MONTEPULCIANO D’ABRUZZO OR NOBILE DI MONTEPULCIANO?
MONTEPULCIANO D’ABRUZZO IS NOT NOBILE DI MONTEPULCIANO
Montepulciano d’Abruzzo IS NOT Nobile di Montepulciano.
Montepulciano is both a grape variety and the name of a village. Montepulciano d’Abruzzo is the wine produced from the Montepulciano grape when grown in the Abruzzo region.
On the other hand, Vino Nobile di Montepulciano is produced with Sangiovese grape in the Tuscany region. The name of this wine actually derives from a village located in Siena province, called Montepulciano.
Confusion seems to be an Italian speciality. Foreigners actually love us for it even if it sometimes causes considerable communication problems.

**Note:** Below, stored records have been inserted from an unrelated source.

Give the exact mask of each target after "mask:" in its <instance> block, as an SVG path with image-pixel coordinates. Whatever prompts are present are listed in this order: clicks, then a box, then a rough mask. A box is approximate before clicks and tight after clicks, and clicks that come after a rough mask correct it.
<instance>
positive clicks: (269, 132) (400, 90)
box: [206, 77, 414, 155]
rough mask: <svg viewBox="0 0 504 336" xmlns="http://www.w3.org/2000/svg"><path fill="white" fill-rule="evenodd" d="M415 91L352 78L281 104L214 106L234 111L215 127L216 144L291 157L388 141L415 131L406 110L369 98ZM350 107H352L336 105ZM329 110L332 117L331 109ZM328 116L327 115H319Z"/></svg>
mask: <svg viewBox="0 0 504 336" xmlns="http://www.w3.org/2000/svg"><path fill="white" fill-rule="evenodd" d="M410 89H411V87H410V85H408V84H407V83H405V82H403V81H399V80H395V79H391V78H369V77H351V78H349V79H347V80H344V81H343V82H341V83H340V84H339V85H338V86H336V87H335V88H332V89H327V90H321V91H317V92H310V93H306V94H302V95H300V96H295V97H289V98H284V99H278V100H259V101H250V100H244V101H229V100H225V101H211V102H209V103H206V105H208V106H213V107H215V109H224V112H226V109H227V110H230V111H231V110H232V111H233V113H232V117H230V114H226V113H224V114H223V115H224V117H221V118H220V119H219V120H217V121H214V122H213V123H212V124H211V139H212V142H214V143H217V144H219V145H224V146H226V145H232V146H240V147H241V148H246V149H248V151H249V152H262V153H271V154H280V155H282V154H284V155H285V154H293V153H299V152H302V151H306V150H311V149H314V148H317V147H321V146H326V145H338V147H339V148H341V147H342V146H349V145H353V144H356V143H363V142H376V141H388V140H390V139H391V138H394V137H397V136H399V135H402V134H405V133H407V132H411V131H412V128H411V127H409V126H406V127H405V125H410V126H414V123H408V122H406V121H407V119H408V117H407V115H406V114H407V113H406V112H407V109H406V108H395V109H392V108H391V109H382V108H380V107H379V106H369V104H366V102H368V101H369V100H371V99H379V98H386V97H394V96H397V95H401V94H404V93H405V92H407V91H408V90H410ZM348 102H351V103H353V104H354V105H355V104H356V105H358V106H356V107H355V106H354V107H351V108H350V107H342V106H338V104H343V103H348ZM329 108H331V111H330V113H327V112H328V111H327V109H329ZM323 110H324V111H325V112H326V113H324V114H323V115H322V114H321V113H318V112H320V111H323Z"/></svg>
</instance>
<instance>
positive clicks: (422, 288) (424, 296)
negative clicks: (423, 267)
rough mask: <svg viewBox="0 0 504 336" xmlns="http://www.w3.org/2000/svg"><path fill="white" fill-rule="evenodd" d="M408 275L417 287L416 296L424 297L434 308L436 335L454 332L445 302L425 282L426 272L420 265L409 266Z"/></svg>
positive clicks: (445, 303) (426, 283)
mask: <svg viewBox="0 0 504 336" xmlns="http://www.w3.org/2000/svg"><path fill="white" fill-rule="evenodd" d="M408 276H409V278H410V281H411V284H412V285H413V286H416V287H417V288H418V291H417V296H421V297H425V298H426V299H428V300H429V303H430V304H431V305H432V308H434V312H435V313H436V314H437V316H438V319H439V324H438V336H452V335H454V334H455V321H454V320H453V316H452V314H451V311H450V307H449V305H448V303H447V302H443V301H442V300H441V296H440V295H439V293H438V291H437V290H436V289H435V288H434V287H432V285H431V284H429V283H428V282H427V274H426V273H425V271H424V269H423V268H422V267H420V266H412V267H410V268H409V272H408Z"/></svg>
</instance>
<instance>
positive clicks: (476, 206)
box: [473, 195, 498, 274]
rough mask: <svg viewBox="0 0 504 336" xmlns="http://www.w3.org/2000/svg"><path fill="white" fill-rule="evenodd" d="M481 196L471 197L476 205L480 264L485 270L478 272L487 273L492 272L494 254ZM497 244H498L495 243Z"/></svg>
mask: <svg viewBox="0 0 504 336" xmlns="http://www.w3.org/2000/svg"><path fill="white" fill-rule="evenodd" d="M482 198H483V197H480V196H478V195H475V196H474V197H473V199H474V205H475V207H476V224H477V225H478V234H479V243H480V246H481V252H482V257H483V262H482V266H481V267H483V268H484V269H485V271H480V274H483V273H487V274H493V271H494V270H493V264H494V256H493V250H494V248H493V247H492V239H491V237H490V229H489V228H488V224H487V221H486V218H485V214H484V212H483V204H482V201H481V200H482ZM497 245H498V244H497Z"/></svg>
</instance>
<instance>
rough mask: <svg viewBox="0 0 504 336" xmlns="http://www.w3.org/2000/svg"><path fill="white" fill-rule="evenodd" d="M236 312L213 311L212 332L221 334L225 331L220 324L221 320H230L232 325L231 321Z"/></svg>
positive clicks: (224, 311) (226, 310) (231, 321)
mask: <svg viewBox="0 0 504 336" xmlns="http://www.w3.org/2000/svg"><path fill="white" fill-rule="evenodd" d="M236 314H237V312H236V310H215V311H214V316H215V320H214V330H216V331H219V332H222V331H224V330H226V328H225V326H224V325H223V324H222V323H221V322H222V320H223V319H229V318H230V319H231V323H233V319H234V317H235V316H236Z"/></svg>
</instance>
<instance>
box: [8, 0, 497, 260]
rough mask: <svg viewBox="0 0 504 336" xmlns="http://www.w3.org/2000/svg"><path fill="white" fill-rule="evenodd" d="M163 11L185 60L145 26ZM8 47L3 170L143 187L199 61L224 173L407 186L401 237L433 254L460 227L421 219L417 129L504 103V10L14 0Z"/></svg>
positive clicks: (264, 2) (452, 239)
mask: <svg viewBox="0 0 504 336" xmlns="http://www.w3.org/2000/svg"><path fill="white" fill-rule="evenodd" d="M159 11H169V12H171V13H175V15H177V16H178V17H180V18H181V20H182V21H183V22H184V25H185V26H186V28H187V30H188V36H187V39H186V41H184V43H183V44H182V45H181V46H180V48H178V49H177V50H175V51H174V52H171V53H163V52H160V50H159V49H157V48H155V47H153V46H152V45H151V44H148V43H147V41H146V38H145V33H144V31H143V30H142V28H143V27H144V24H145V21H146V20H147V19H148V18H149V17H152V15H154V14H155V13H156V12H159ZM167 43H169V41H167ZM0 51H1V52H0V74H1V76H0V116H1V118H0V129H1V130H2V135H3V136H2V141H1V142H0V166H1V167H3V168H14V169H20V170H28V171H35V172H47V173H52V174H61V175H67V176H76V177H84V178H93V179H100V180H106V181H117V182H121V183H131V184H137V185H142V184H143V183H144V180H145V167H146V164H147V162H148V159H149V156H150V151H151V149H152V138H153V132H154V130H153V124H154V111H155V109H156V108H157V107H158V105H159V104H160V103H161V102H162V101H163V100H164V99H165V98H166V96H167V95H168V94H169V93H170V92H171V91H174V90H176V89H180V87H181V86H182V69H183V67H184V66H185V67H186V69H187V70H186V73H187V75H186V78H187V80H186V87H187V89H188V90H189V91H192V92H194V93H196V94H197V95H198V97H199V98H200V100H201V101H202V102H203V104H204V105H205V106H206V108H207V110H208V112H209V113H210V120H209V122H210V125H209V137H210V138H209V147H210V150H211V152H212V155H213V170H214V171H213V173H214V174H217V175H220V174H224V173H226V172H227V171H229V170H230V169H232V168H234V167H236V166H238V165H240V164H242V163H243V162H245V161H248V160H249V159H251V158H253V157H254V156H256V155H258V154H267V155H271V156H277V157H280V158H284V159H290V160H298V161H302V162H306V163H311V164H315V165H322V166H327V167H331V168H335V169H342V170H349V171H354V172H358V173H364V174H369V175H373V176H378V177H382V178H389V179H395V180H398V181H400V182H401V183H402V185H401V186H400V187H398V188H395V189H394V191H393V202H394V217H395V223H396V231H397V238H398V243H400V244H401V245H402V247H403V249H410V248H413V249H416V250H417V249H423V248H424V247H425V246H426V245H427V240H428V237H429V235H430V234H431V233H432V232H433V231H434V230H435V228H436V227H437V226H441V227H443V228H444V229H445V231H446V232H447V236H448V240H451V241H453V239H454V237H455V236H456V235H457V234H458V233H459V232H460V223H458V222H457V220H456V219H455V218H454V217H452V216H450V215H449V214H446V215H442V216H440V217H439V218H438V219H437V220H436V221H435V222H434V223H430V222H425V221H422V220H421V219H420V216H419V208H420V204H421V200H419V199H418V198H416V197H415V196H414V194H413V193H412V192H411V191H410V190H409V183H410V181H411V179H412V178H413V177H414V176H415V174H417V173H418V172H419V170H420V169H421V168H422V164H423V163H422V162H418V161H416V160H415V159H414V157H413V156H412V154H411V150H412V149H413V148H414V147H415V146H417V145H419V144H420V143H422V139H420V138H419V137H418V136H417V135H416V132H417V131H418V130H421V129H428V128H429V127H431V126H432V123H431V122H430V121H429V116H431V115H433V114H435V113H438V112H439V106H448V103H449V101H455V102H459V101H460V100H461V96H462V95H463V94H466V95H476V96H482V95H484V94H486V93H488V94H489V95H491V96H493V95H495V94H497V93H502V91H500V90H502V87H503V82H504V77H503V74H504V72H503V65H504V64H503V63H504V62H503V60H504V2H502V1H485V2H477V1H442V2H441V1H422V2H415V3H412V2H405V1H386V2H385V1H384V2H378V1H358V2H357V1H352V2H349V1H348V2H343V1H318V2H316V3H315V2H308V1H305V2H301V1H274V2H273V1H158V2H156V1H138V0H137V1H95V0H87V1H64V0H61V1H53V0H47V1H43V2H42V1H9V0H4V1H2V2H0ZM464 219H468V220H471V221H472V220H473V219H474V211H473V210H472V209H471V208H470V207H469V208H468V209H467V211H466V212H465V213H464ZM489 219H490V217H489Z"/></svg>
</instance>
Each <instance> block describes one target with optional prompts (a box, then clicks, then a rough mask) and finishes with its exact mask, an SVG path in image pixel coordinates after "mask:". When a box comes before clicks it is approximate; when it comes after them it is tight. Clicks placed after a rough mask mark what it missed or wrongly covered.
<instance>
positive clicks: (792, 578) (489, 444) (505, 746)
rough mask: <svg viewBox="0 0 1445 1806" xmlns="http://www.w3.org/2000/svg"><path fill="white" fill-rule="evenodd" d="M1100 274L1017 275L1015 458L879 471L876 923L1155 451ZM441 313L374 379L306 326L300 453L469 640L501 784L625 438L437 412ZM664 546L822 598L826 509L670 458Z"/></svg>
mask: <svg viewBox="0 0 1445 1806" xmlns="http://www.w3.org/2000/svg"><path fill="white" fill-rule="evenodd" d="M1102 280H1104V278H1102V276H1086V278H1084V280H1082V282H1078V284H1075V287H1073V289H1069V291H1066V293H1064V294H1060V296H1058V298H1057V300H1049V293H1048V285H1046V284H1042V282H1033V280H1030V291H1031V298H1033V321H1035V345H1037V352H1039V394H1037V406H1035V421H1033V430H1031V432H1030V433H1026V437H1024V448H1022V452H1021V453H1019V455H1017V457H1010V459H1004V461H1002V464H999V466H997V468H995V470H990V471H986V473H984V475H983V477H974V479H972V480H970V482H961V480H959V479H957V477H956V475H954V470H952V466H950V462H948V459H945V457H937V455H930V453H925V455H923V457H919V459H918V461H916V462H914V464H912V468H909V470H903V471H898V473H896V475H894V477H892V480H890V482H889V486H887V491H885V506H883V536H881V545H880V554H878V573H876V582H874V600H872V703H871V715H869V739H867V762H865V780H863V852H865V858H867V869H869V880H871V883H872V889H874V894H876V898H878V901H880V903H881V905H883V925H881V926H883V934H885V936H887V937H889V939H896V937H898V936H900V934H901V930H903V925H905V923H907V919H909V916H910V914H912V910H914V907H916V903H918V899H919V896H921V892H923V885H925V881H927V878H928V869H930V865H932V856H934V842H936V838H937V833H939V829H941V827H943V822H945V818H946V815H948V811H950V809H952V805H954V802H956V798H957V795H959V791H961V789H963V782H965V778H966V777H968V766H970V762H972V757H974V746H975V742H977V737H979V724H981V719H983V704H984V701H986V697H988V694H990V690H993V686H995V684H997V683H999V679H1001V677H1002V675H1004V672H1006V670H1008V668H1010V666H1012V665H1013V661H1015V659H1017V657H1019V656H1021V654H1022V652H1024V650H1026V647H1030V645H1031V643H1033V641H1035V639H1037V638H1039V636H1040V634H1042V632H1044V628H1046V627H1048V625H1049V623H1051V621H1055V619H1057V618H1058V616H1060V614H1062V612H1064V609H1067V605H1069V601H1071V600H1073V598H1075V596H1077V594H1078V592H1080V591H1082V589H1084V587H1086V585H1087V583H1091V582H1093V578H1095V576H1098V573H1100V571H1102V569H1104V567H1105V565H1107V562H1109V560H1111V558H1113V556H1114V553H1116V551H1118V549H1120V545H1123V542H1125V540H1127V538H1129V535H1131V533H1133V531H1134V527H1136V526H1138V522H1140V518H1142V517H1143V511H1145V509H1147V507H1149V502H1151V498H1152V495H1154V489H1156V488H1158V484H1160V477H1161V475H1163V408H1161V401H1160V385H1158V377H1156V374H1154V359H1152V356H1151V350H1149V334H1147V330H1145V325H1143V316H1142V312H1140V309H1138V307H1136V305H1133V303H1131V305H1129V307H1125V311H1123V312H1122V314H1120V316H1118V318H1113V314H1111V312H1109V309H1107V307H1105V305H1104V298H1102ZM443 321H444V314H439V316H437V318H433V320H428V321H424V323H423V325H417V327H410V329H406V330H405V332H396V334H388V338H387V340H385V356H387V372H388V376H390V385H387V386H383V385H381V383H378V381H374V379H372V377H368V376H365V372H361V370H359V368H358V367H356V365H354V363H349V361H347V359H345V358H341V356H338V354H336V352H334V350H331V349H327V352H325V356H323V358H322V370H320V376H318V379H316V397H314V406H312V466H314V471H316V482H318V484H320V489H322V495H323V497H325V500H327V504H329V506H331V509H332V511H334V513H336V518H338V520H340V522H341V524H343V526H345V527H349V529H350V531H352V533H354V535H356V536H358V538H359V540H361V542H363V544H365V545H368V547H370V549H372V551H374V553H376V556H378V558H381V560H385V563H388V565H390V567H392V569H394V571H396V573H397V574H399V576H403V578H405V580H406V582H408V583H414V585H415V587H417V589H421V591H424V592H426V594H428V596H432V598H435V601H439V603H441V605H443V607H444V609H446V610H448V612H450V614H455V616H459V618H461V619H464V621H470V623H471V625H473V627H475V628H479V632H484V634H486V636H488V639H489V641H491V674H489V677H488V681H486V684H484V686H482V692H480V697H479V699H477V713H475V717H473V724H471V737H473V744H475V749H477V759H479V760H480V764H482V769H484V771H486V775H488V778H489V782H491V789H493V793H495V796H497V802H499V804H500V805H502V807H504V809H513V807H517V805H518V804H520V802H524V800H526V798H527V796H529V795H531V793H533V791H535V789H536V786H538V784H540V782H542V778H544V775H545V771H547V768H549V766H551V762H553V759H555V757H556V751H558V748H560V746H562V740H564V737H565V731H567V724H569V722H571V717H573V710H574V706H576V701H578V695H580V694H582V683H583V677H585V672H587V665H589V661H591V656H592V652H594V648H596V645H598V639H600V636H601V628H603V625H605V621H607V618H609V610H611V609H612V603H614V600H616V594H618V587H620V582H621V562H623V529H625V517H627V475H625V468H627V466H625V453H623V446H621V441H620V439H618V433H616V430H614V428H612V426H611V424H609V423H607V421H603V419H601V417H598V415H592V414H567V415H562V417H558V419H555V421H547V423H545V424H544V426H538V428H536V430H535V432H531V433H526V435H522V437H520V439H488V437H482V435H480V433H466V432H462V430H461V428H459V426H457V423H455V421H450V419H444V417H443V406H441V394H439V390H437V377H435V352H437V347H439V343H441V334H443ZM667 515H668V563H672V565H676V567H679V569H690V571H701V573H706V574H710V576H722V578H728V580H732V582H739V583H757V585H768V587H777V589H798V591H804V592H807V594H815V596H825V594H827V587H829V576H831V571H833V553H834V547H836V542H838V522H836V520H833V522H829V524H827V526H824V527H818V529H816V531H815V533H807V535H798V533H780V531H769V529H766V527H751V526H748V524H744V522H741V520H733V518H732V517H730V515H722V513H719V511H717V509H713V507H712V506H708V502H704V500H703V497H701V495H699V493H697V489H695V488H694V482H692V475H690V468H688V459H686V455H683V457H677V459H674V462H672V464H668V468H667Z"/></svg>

This is the case of Montepulciano. A wonderfully-sounding word that indicates many (perhaps too many) things: a beautiful location in Tuscany, a variety of grapes from the Abruzzi used in the name of two wines, one Tuscan and one Abruzzi.
How can we explain all of this to our passionate wine drinker? He often thinks it is the same wine. Or that the Montepulciano d’Abruzzo is the Tuscan wine (the Nobile di Montepulciano) made in the Abruzzi, even if the two wines have nothing in common. In actual fact, the answer is not really so hard to explain. It is a mere coincidence that Tuscany and the Abruzzi use the same name, everything else is different. And that’s all there is to it.
No, perhaps not. To add to the confusion, someone has tried to demonstrate the common origin of both wines by attempting to trace the Montepulciano grape variety (grown in the Abruzzi) to the Prugnolo Gentile – a kind of sloe and a bio-type of the Sangiovese Grosso, the main variety used in the Nobile di Montepulciano wine produced in Tuscany. In reality, the debate is still open and we would therefore like to have our say in the matter.
We believe that it became widespread in the very distant past, perhaps even in pre-Roman times, when it made its home in the Peligna Valley between the villages of Raiano and Sulmona, which, as history would have us believe, was colonized by Paeligni people coming from Asia Minor or Illyria in approximately the 12th century BC. We are convinced that the two varieties have nothing in common and have different origins. The taste, colour and morphology of the bunches are totally different, so in our opinion, the Montepulciano variety cultivated in the Abruzzo clearly has a Greek/Balkan origin due to its complex morphological characteristics, vigour and so on.